Le 10 avril 1815, le mont Tambora, haut de 4 267 m, sur l'île de Sumbawa, dans les Indes orientales néerlandaises (aujourd'hui l'Indonésie), entra en éruption lors d'un puissant cataclysme, projetant une gigantesque colonne de débris à 40,2 km de hauteur.

Les coulées pyroclastiques tuèrent 10 000 personnes, soit la quasi-totalité de la population de Sumbawa. Des tsunamis de 5 m de haut s'abattirent sur des îles de la mer de Java, en détruisant des milliers d'autres. Les chutes de cendres ont recouvert le sol, détruisant toute la végétation. La famine et les maladies qui en ont résulté ont alourdi le bilan des victimes, estimé entre 90 000 et 117 000, soit le nombre le plus élevé de victimes de l'histoire pour une éruption volcanique.

Ce n'était que le début. À l'aube de 1816, les effets du Tambora ont commencé à se faire sentir dans le reste du monde. On se souviendra de cette année comme de « l'année sans été », lorsqu'un froid inhabituel a enveloppé l'hémisphère nord, les débris volcaniques et les aérosols bloquant la chaleur du soleil.

Aujourd'hui, les températures mondiales évoluent à nouveau, mais en sens inverse. Ce à quoi nous sommes confrontés pourrait s'avérer permanent. Et contrairement à 1816, nous ne pourrons en être responsables que nous-mêmes, et non un volcan. (listverse)

Déni du changement climatique, édition du XIXe siècle

Qu'est-ce qui a causé l'année sans été ?

L'histoire derrière la catastrophe climatique de 1816 !

Le 19 juin 1816, l'Essex Register de Salem, dans le Massachusetts, notait : « À notre froid intense a succédé une chaleur telle que le thermomètre a atteint 32 °C à l'intérieur… Le bilan sera probablement équilibré avant la fin de la saison.» Le journal continuait sur cette lancée optimiste les semaines suivantes. « L'atmosphère du globe ne s'est pas refroidie », « la récolte du nord n'est pas aussi désespérée qu'on le prétend », la récolte serait bonne « au-delà de nos espérances les plus optimistes », puis que « nous recevons de tous côtés des avis plus favorables sur la saison ».

D'autres journaux étaient plus prudents quant à la publication de nouvelles encourageantes, mais le Register, pour une raison inconnue, avait apparemment fait fi de la réalité et ignoré la gravité de la catastrophe en cours.

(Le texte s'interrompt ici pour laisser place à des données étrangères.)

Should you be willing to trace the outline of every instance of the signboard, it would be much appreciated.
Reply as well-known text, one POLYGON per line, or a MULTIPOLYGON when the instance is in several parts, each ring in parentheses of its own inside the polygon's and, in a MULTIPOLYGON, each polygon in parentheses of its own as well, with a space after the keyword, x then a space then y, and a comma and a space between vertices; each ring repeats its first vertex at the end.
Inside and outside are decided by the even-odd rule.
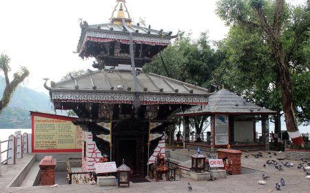
POLYGON ((210 167, 224 167, 223 159, 209 159, 209 165, 210 167))
POLYGON ((33 152, 81 152, 82 131, 74 118, 32 112, 33 152))
POLYGON ((110 173, 116 172, 116 164, 115 161, 96 163, 96 173, 110 173))
POLYGON ((226 114, 215 115, 215 145, 228 144, 228 116, 226 114))

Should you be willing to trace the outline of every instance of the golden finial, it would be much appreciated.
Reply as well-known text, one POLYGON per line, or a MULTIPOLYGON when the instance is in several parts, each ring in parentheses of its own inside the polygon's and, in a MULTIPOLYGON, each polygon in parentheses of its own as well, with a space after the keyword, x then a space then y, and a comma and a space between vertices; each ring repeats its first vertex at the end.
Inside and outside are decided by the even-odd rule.
POLYGON ((129 12, 127 11, 127 7, 126 7, 126 1, 125 0, 116 0, 117 4, 114 7, 114 10, 112 12, 112 14, 111 15, 111 18, 110 20, 111 21, 111 23, 113 23, 116 25, 122 25, 122 19, 124 19, 125 21, 126 22, 127 25, 132 25, 132 19, 130 19, 130 14, 129 12), (117 11, 116 8, 119 6, 118 11, 117 13, 116 17, 114 17, 114 12, 117 11), (125 10, 123 8, 123 6, 125 8, 125 10), (127 13, 127 17, 126 17, 125 12, 127 13))

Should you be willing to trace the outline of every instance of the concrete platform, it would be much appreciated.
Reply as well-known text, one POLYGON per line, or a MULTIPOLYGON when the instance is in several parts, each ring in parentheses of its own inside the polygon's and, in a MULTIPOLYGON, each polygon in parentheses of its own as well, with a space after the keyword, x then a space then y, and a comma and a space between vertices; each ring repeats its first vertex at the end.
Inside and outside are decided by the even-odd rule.
MULTIPOLYGON (((0 176, 0 192, 21 192, 21 193, 100 193, 100 192, 137 192, 137 193, 152 193, 152 192, 189 192, 187 190, 187 183, 190 183, 193 187, 192 192, 225 192, 225 193, 249 193, 249 192, 310 192, 310 181, 305 179, 304 172, 302 169, 298 169, 297 165, 300 161, 285 160, 293 163, 294 167, 283 167, 285 170, 279 171, 275 170, 273 165, 263 165, 267 159, 277 160, 277 158, 283 156, 284 152, 278 153, 273 156, 271 159, 268 157, 267 152, 273 153, 274 151, 262 152, 262 157, 256 159, 252 154, 258 152, 244 152, 241 157, 241 166, 251 168, 253 170, 261 170, 260 172, 249 173, 246 174, 227 176, 226 179, 218 179, 215 181, 194 181, 191 179, 182 178, 178 181, 147 183, 130 183, 130 187, 126 186, 118 187, 116 183, 113 186, 99 186, 98 185, 79 184, 79 185, 59 185, 57 187, 50 186, 33 186, 33 187, 6 187, 8 184, 14 179, 17 174, 25 166, 25 163, 29 161, 29 157, 23 160, 17 160, 17 164, 14 165, 3 165, 2 176, 0 176), (244 156, 249 155, 249 158, 244 156), (262 179, 262 174, 265 172, 270 176, 267 180, 265 185, 259 185, 257 181, 262 179), (276 190, 274 186, 276 183, 279 182, 280 178, 284 178, 286 185, 281 186, 280 191, 276 190)), ((278 161, 278 160, 277 160, 278 161)), ((284 162, 283 161, 283 162, 284 162)), ((280 163, 280 162, 279 162, 280 163)))
POLYGON ((191 172, 191 178, 194 181, 206 181, 210 179, 209 172, 191 172))
POLYGON ((212 170, 208 171, 211 179, 226 179, 226 171, 224 170, 212 170))
POLYGON ((99 186, 114 186, 116 185, 116 178, 113 176, 98 176, 97 184, 99 186))

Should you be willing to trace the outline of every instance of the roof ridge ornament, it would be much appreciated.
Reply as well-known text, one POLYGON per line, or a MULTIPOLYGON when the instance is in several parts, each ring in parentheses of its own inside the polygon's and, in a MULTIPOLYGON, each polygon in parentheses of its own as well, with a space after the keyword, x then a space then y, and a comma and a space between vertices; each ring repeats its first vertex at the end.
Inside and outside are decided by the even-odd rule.
POLYGON ((110 19, 110 22, 113 23, 115 25, 123 25, 122 19, 125 19, 127 26, 131 26, 132 23, 132 20, 130 18, 130 14, 127 10, 126 7, 126 0, 116 0, 117 4, 114 7, 114 10, 113 10, 111 17, 110 19), (125 8, 125 10, 123 8, 123 6, 125 8), (117 8, 118 10, 117 10, 117 8), (116 11, 118 11, 116 17, 114 17, 114 13, 116 11), (127 18, 125 15, 124 11, 127 13, 127 18))

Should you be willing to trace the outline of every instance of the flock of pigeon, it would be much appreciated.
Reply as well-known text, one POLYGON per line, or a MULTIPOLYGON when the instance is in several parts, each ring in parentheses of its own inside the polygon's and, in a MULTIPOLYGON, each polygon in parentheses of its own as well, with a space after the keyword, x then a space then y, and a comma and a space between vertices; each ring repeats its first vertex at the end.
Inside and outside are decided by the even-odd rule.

Alors même que les pénuries de céréales au Bas-Canada forçaient le gouvernement à imposer un embargo sur les denrées alimentaires, le Register s'est réjoui et a rapporté : « Ces derniers temps, la saison avait été exceptionnellement favorable.» Il est allé plus loin, jonglant avec les données et les triant pour « prouver » que tout était normal. Il s'agissait d'un déni du changement climatique de première ampleur, employant les mêmes tactiques que celles employées par les climato-sceptiques contemporains.

Le rédacteur en chef du Register était Warwick Palfray Jr., un démocrate-républicain convaincu. On ne peut que spéculer sur ses motivations pour ce déni du changement climatique, mais à notre époque, où la question est fortement politisée, on se demande si Palfray avait aussi des raisons politiques à son déni. Heureusement, le Register était minoritaire dans son monde imaginaire. On aimerait qu'il en soit ainsi aujourd'hui.